The 12, 26 and 31 buses go from the city centre to Murrayfield and Lothian Buses are well known for their great accessibility. There is only one wheelchair space available per bus though so we recommend travelling early.
Taxis are another option. Both of Edinburgh’s main taxi companies, Central & City Cabs, feature accessible taxis which are suitable for a variety of wheelchairs. We have however known a couple of power chairs not to fit so if you’re relying on this we recommend you get in contact with them first.
Lastly, if you’re able, we can recommend travelling under your own steam and joining the flow of people walking west. It’s a great vibe and it’s also great to walk back into town after the game… Especially if your side was victorious!
As you would expect with all these options, the closer you get to kick off the busier it is… But getting to the stadium is not necessarily a bad thing as the Murrayfield turnstiles now open a few hours before the game with a programme of entertainment including bands, live music and plenty to do, with a range of hot food and public bars. For younger fans there is also a Family Zone which features face painting and other entertainment acts to keep the little ones amused. If there is another 6 Nations match earlier in the day, this is also shown on the big screens sometimes - make sure you check the website nearer the time for specific information on your event.
Lastly - Murrayfield Stadium itself…
Accessible seating is in one of two places - either trackside where you hope that the Scottish weather is going to be kind to you(!) or on the Wooden Spoon terrace.
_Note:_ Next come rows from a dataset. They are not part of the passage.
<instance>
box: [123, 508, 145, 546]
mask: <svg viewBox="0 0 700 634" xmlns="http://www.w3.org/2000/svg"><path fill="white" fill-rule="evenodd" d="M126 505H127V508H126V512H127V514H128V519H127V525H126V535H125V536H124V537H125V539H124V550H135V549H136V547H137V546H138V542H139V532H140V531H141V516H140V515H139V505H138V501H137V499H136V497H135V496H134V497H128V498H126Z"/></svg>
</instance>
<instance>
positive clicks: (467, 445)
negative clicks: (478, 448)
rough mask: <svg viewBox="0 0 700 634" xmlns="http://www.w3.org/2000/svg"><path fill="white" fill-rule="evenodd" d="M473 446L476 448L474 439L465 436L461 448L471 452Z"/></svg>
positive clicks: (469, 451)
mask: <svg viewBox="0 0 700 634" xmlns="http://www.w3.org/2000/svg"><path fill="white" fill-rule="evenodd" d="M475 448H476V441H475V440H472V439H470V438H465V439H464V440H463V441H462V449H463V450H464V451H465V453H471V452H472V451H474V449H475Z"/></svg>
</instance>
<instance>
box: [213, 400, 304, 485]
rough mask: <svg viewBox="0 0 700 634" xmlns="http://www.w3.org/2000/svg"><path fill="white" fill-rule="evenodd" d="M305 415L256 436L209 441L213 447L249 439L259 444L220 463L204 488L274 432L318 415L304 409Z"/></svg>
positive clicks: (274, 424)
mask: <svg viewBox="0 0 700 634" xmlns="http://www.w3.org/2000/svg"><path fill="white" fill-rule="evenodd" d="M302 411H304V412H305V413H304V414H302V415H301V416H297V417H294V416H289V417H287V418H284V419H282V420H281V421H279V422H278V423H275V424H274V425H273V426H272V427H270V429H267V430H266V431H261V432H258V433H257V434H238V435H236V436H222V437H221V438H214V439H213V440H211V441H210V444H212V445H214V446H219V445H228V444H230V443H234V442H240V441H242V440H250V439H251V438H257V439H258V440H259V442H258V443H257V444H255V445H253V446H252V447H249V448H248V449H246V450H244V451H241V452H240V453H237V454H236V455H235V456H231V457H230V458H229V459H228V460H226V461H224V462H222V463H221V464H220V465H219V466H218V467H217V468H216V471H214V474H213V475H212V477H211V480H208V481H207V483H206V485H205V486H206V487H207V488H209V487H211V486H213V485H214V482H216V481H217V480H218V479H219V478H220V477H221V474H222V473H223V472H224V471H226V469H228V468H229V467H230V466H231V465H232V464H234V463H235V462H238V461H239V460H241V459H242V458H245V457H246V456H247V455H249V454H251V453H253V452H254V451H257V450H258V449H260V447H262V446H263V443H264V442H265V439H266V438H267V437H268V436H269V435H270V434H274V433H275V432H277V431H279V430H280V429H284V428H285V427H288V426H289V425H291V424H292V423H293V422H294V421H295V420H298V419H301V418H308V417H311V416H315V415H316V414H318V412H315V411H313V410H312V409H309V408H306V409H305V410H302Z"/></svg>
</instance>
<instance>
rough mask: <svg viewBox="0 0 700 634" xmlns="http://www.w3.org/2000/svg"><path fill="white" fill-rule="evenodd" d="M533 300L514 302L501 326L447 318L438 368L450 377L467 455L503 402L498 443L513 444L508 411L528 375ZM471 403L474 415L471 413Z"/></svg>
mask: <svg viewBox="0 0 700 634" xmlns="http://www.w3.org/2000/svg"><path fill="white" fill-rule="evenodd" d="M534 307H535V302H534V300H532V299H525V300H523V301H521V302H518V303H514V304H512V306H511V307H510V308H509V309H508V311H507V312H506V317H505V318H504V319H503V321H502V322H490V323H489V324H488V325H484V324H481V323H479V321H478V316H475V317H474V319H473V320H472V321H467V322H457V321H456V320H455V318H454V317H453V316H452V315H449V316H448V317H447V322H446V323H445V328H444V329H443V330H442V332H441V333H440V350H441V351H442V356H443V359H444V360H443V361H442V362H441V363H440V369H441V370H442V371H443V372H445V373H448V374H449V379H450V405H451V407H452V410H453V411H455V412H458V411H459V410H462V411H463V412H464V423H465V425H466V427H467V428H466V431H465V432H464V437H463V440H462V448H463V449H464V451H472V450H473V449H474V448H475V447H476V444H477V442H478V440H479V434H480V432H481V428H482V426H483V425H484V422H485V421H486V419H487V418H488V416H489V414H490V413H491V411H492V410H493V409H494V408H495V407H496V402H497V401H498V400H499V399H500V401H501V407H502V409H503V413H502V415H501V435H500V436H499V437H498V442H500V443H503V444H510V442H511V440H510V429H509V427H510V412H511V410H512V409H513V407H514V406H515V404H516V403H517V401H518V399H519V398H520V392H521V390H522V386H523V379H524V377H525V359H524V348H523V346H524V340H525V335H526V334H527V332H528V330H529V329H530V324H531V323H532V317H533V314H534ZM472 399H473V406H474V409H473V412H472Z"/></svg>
Mostly you’ll be trackside as the Wooden Spoon terrace is predominantly saved for disabled people who have been injured through rugby. Ticket allocation is done on a first come first served basis - annoying you can’t book accessible tickets online but the ticket staff are helpful and will tell you where you’re sitting at time of booking.
If you’re in trackside seating make sure your bring suitable clothing as it’s not covered. It’s great to be trackside as you get immersed in the atmosphere, but it’s not always a great view. Once you get to the stadium you will be shown to your wheelchair space which is a spot that will have been reserved for you.
To get on to the Wooden Spoon terrace you go to the main reception where there is a lift. For some powerchair users it can be quite a squeeze but then you emerge on to a good size terrace with a good size accessible loo. Wheelchair spaces are provided with seats next to them and there is also some additional seating on the row behind.
So… That’s our guide to Murrayfield on match day… If you could contribute to a guide to other stadiums please do submit your reviews!